No solution for Telkom in parastatal report

What to do with over 700 companies owned or part owned by the state, which are failing to deliver on everything from service delivery to employment equality and are hotbeds for corruption, nepotism and the kinds of tender deals that makes the country hang its collective head in shame? That’s the question the South African government asked back in 2010, when a Presidential Review Committee was established to investigate the many parastatals that operate in government branches.

Today, that committee has reported back and their findings released – and some of them are quite damning. For example:

… many SOEs currently need a massive injection of capital and finance policies require close re – examination. Ownership policy and funding models for social and economic development mandates of SOEs are in some instances blurred and bewildering, at times leading to undercapitalisation, which impedes the SOE’s ability to meeting national challenges.

“Blurred and bewildering”? Not the kind of language one usually finds in these things.

The review committee estimated that it would find 300 SOE (state-owned entities), but instead stumbled upon 715 government-run companies. Such a staggering discrepancy was clearly a bit astonishing, so many of the report’s recommendations revolve around the need for combining multiple SOEs into single entities and making them more accountable to government.

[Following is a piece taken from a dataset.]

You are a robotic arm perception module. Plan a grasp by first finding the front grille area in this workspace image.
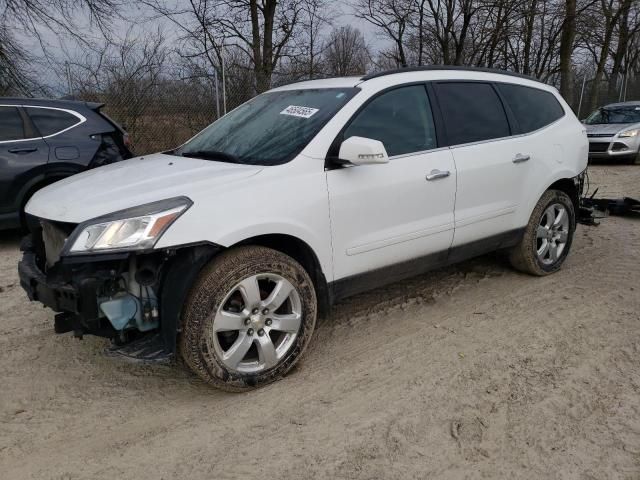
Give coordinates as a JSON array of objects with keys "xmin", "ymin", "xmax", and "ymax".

Our interest in SOEs is predominantly what happens to Telkom, the telecoms incumbent under whose auspices South African broadband infrastructure has remained among the worst in the world. Even though it is partly privatised, having listed on the Johannesburg Stock Exchange in 2003, Telkom’s future and decision making apparatus are closely tied to the Department of Communications. Amusingly, under the reasons for government involvement in a company, Telkom appears not in the list for ‘natural monopoly’ or ‘social and development goals’, but the reason for state interference is ‘unknown’.

Those who believe full privatisation is the solution to Telkom’s woes – and that doesn’t necessarily include us at htxt – and a full sell off of its assets won’t find any solace in this report, however. The report doesn’t address the needs of individual organisations, and confusingly recommends both greater private investment in the public sector at the same time as recommending greater government control.

While the 222-page report is fairly interesting reading, and draws interesting parallels with countries as diverse as Singapore and Kenya, it is a bit glib in some of its recommendations. Its main recommendations are:

…the separation of roles by Government; the formulation of a strategy for SOEs; creation of an enabling environment; and ensuring adequate performance evaluation and monitoring of SOEs.

To which most people would reply, “well yes”. Wouldn’t they?